И погрузился в молчание.
Лекарь копался в ране, что-то негромко бормоча.
Люг внимательно посмотрел на царя. И нарушил его раздумье.
– Знаешь,– проговорил он,– я тоже не могу забыть того мальчишку! Может, тебе поговорить с твоими магами? Или – с астрологом?
– Если тебя беспокоит, не мой ли это сын, то – нет! – отрезал Фаргал.– Мои маги единодушно утверждают, что детей у меня нет!
– Маги? – пробормотал Люг скептически.– Нам ли не знать, как они иногда ошибаются?
– Есть более надежное свидетельство! – сказал царь.
– Чье же?
– Мое!
– А все-таки с мальчишкой не так просто! – сказал сокт.– Клянусь Ашшуром, здесь замешана Судьба!
– С каких пор ты стал верить в Судьбу, Люг Смертный Бой? – Бровь царя поползла вверх.
Сокт не ответил.
Император Карнагрии поднялся. Лекарь, не успевший толком закрепить повязку, попытался протестовать, но Фаргал не обратил на него внимания. Он шагнул к сидящему сокту, возвышаясь над ним, широкий, могучий, как крепостная башня. Ласково потрепал по плечу.

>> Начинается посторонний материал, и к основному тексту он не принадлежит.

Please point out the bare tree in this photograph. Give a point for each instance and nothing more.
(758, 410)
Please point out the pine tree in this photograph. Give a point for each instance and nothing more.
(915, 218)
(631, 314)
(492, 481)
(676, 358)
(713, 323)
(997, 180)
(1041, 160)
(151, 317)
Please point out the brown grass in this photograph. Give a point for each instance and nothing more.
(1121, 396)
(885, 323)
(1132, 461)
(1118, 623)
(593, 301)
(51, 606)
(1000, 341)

– Пока я – Владыка Карнагрии,– произнес он с нежностью.– Я – твоя Судьба, Люг Смертный Бой!
– Да, мой царь,– проговорил сокт, не поднимая головы. Лицо Люга оставалось нахмуренным.
Когда процессия возвращалась из храма во дворец, три из пяти виселиц Судной площади были заняты. Но парнишки, о котором шла речь, среди повешенных не было.

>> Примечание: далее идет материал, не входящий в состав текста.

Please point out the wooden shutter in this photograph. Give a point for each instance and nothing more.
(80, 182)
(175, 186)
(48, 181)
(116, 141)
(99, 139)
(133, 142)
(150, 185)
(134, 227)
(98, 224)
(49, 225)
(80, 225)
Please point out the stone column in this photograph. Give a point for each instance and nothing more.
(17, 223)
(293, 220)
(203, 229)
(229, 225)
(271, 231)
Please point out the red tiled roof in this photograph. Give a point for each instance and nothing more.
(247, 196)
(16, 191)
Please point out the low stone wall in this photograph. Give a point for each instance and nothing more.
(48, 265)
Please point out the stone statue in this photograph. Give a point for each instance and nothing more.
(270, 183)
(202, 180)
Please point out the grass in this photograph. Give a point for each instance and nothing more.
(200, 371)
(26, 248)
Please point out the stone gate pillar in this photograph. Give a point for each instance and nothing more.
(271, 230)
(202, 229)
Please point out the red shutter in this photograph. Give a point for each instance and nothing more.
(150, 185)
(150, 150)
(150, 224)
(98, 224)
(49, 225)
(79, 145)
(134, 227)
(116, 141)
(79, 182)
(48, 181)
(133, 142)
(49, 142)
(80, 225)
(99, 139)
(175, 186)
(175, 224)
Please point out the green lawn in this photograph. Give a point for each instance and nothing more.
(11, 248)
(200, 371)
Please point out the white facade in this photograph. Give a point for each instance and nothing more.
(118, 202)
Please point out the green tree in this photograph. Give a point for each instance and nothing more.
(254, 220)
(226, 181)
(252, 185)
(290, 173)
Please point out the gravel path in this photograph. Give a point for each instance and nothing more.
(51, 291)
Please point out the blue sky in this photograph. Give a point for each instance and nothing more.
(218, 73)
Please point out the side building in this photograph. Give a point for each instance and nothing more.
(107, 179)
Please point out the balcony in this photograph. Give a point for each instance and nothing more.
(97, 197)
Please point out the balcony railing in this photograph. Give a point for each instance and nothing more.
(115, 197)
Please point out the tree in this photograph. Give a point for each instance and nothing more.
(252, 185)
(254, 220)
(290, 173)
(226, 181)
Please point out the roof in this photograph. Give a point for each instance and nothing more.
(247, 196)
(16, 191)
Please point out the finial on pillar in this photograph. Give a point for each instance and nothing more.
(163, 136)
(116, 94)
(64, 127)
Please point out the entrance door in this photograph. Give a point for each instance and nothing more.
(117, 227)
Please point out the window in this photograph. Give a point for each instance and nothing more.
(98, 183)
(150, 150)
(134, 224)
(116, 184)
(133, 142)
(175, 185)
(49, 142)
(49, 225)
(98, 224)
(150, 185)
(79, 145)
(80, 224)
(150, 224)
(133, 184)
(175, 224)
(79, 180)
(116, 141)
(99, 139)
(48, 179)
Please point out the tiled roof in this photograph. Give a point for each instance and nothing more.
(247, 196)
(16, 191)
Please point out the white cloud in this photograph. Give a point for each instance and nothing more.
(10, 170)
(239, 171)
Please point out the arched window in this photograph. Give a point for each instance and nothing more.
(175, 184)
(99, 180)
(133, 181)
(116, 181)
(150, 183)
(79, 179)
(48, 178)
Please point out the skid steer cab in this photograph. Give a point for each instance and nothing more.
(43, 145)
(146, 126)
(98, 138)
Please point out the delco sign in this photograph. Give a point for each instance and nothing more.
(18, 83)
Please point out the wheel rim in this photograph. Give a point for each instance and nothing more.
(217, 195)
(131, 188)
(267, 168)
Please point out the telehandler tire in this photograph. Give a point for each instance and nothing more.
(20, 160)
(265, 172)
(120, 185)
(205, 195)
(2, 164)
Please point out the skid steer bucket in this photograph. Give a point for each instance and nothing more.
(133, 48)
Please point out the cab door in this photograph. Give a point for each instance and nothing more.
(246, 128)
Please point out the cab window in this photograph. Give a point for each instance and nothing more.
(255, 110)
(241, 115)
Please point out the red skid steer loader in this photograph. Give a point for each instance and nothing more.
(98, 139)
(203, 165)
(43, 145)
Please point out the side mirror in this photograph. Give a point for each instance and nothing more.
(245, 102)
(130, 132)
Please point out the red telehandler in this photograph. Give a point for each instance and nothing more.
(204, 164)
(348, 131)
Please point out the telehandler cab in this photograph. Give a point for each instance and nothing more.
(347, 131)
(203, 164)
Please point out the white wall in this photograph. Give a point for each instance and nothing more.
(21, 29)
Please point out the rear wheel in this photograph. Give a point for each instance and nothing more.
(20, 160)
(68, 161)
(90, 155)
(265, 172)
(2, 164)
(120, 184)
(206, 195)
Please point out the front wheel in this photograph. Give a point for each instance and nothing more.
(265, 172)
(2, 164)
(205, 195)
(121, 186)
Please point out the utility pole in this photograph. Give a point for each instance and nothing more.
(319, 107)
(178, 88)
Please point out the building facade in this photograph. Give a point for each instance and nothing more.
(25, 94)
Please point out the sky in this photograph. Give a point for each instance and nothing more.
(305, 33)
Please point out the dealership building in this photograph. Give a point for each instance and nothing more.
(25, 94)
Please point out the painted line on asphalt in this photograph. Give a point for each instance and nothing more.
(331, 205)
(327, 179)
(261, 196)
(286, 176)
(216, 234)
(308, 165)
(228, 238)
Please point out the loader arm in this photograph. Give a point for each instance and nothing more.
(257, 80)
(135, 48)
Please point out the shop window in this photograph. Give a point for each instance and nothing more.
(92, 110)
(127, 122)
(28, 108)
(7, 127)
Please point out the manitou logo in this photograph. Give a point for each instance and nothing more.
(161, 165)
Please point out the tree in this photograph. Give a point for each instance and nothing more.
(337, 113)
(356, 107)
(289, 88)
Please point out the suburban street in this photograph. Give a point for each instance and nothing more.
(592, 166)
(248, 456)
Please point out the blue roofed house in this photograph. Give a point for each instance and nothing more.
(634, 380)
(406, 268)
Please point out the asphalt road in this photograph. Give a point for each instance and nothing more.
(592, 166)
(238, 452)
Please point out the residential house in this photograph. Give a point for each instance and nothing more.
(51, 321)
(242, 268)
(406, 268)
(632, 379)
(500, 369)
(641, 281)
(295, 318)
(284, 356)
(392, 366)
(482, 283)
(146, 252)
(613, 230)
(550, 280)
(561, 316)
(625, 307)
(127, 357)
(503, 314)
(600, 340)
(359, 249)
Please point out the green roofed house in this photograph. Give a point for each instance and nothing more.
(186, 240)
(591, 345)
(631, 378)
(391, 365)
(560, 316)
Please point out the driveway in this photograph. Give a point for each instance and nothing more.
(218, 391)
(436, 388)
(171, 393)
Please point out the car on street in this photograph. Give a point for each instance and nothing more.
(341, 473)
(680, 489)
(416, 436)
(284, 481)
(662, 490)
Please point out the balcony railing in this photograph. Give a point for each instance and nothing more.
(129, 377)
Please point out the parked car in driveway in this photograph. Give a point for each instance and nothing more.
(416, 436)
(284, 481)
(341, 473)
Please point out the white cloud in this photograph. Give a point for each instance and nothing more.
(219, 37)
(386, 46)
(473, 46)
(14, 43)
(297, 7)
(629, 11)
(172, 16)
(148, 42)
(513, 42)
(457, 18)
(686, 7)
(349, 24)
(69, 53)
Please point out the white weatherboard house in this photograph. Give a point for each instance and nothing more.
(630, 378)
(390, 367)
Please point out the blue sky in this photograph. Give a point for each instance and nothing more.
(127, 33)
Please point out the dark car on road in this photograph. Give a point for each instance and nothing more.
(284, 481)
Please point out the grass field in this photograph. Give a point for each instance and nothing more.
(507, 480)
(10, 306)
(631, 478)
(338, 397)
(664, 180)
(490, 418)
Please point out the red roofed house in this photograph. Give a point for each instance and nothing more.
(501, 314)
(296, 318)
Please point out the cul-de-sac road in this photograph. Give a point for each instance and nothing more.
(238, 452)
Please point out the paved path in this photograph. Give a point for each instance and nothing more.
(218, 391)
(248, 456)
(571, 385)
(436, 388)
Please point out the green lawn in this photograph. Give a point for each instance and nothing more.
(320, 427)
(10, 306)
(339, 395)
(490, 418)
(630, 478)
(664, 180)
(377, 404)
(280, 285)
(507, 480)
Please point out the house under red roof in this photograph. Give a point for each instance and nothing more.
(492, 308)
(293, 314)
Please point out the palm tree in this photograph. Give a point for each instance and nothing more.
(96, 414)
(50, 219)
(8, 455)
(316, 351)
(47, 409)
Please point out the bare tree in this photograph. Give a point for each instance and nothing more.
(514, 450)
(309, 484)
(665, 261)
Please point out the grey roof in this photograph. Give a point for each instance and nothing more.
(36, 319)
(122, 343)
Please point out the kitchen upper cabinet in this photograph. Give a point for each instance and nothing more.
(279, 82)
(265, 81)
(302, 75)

«С этим следует разобраться,– подумал Люг.– Странные вещи происходят сегодня в Великондаре. Утром какой-то бродяга прикончил трех Алых… Жаль, что тупица-сотник бросил его труп в Великон! Потом этот мальчишка… Чье тело тоже пропало…»
Фаргал, прихрамывая, вернулся на свое место и позволил лекарю закончить дело. А потом еще с четверть часа просидел молча, погруженный в собственные мысли.
Царю недавно исполнилось сорок лет, но выглядел он тридцатилетним. И был так же силен, как в день, когда впервые сел на Кедровый Трон. Вот уже четыре года ни внешние, ни внутренние враги не осмеливались тревожить Фаргала. Воины его были лучшими в Империях, флот не уступал флоту соктов… Ну почти не уступал. А дружба последних делала Императора Карнагрии еще сильнее. Прислужники Аша, едва не погубившие Фаргала в первый год царствования и трижды угрожавшие его жизни в последующие пять лет, более не объявлялись в пределах Карнагрии. Не было и серьезных мятежей. И это – в Империи, где склонность к бунту – фамильная черта почти всех благородных Владык. Время шло, и даже тысячелетний свод законов и традиций Карнагрии обрел наконец некое равновесие с деятельной натурой Фаргала. Царь больше не сокрушал устои, а народ, в свою очередь, прощал царю некоторые отступления от Древности.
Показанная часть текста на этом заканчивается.